One more paradox: we live as if in one world, repeating to ourselves every day in the news, writings, and classes in school that the world consists – for the most part – of nation states, while at the same time, this has an increasingly smaller impact on the actual state of the world.

Even the UN, which was supposed to protect this world order at all costs and prevent and avoid new world wars, is becoming increasingly weaker. So weak that any country can take the liberty to march in and announce that this is how it is now and you others should rearrange your affairs – and apart from giving a relatively faint warble, the UN has no means to change this situation.

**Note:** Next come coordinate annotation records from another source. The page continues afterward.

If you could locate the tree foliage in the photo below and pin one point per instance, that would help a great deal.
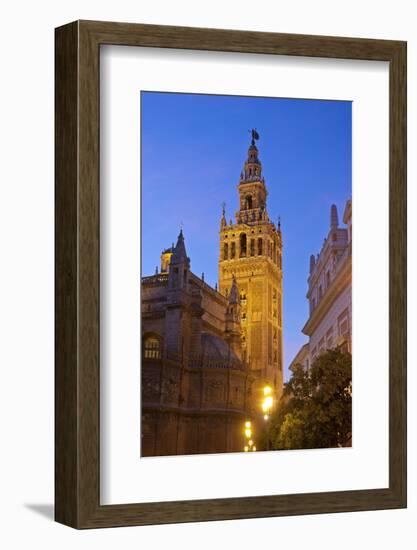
(316, 409)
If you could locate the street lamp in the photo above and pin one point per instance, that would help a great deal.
(249, 446)
(267, 405)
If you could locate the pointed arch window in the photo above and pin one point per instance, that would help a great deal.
(152, 348)
(248, 202)
(233, 250)
(242, 245)
(260, 246)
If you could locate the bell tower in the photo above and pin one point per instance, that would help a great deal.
(251, 258)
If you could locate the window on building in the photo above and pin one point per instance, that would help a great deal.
(329, 338)
(151, 347)
(233, 250)
(243, 244)
(259, 246)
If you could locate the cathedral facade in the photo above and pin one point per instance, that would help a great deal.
(208, 352)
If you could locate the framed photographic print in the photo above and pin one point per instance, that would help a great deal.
(230, 274)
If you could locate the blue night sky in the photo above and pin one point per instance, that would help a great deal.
(193, 150)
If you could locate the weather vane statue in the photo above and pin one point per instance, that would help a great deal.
(255, 135)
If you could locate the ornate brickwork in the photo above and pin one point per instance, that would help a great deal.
(251, 251)
(206, 353)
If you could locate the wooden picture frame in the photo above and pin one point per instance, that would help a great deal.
(77, 370)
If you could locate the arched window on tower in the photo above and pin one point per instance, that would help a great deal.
(233, 250)
(242, 245)
(260, 252)
(152, 348)
(248, 202)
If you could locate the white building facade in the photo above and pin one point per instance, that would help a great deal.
(330, 291)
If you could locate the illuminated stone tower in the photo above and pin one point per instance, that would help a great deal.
(251, 252)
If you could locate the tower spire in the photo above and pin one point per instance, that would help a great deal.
(223, 221)
(334, 218)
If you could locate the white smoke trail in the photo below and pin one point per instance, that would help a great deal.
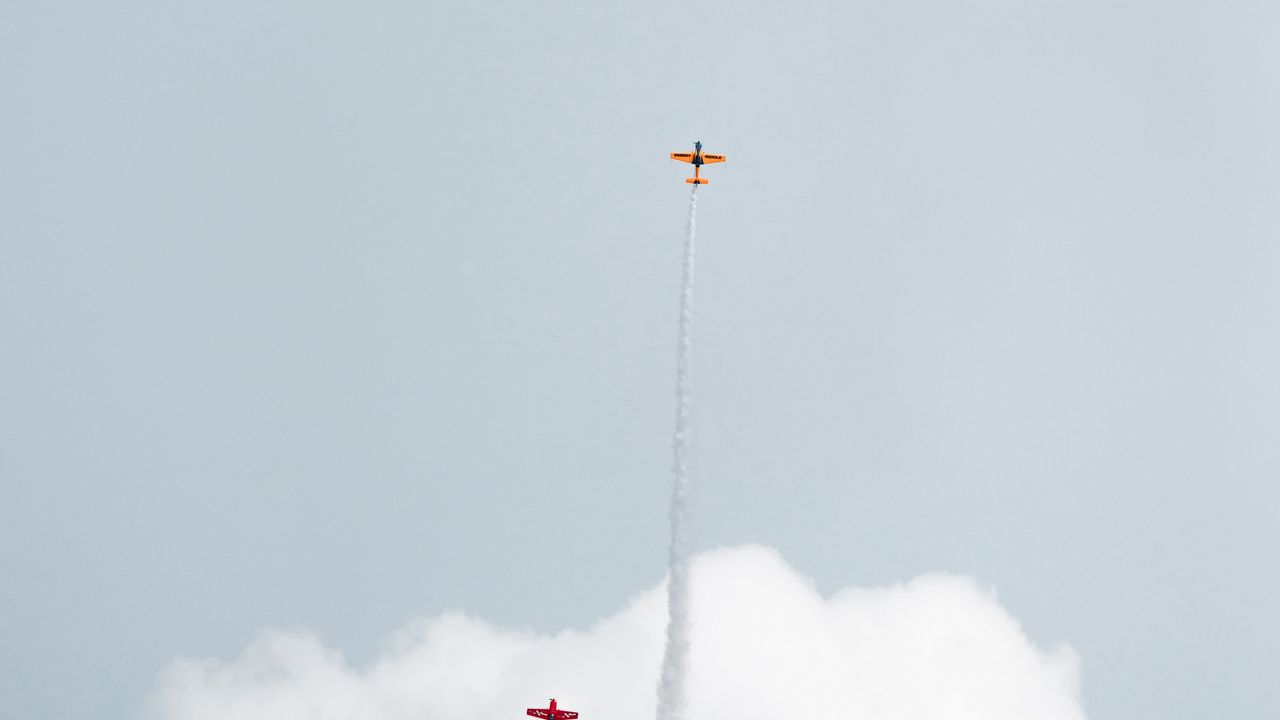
(675, 662)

Once again, we encounter a paradoxical double reality: the world is supposed to operate as we hear everywhere and still perceive in our minds – yet, in reality, it hasn't functioned that way for a long time. This is primarily because new generations are emerging who see the world in a completely different way.

This should be very easy for us to understand – the same Helve Võsamäe, who was born in the prewar Republic of Estonia and remembered that time through the eyes of a child, often said to me that she saw a significant difference in the mentality of Estonians in terms of where they were positioned relative to this historical divide: whether the person still remembered the time of the prewar Republic of Estonia or did not remember it.

Those who remembered, she said, were relatively strong as human beings, generally cheerful and believing in themselves. Those who did not remember, however, were bearing deepening hallmarks of the homo soveticus, including the belief that there are few things that one can influence, and quite often had a growing hunger for theft and pilfering.

For my part, I notice a difference in those who grew up in the Brezhnev era of complete stagnation. I haven't examined the statistics, but my own experience from my own generation is that we are the ones with the highest incidence of all sorts of symptoms of mental weakness, and there is one or even two cases of suicide at a young age in almost every circle of people I know.

Once, during a meeting in Helsinki, I shared this observation with the audience. Initially, the room full of Estonians disagreed. However, many approached me afterwards and said, «Jüri, you know, you're right. I started thinking about it and remembered one case, and then another, and then yet another. But I had completely forgotten about it all!»